Issue: How do you stop meth addicts from circumventing current pseudoephedrine purchase restrictions by buying their respective PSE limits across several area pharmacies, a practice that’s been dubbed “group smurfing”? Answer: Create an electronic real-time logbook database so that law enforcement can catch these “smurfers” in the act.


Or, if you’re in Missouri, you can take the cost associated with creating such a database and shift that cost right onto the backs of your constituents, by requiring them to get a prescription for PSE first. That’s really what the Missouri legislator is proposing. Rep. Jeff Roorda, D-Barnhart, who sponsored the bill in the House, even said as much. The prescription requirement would prevent the state from "dumping money into a database that we don't know will work,” he said, according to published reports.

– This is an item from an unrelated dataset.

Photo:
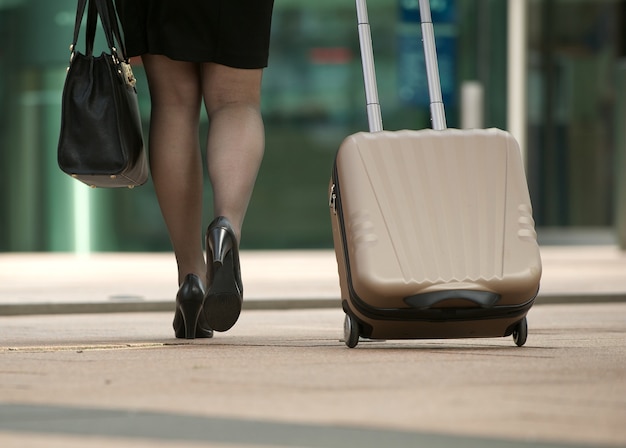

The bigger issue is appropriate access to healthcare. Reverse-switching PSE limits that access — and forces consumers to go through the added hassle of making a doctor’s appointment, taking time off from work to see that doctor, and filling a prescription for PSE, all within the seven days the average cold lasts. To be sure, PSE isn’t the only cough-and-cold relieving ingredient in town. But while there are other options on the shelf, there are also consumers who are loyal to their PSE products. And it’s these consumers who would pay the price. And if not them, then their healthcare payors. How much more would it cost to treat a Medicaid recipient with prescription PSE versus maintaining their ability to buy that product from their pharmacist?


On the other hand, the electronic logbook solution — incidentally, Missouri lawmakers authorized a statewide electronic monitoring system for PSE-based drugs last year, it just hasn’t been funded yet — is not necessarily a panacea. The cost associated with becoming a part of such a database could be prohibitive, especially if that cost is actually borne by retailers. That cost is compounded for national retailers, who might have to conform to disparate systems across state lines. There is also a concern that pharmacy personnel might be placed in danger if they’re required to refuse a PSE sale because their customer reached their limit at the pharmacy down the street five minutes ago. Meth addicts, after all, aren’t the most law-abiding citizens and might be prone to violence.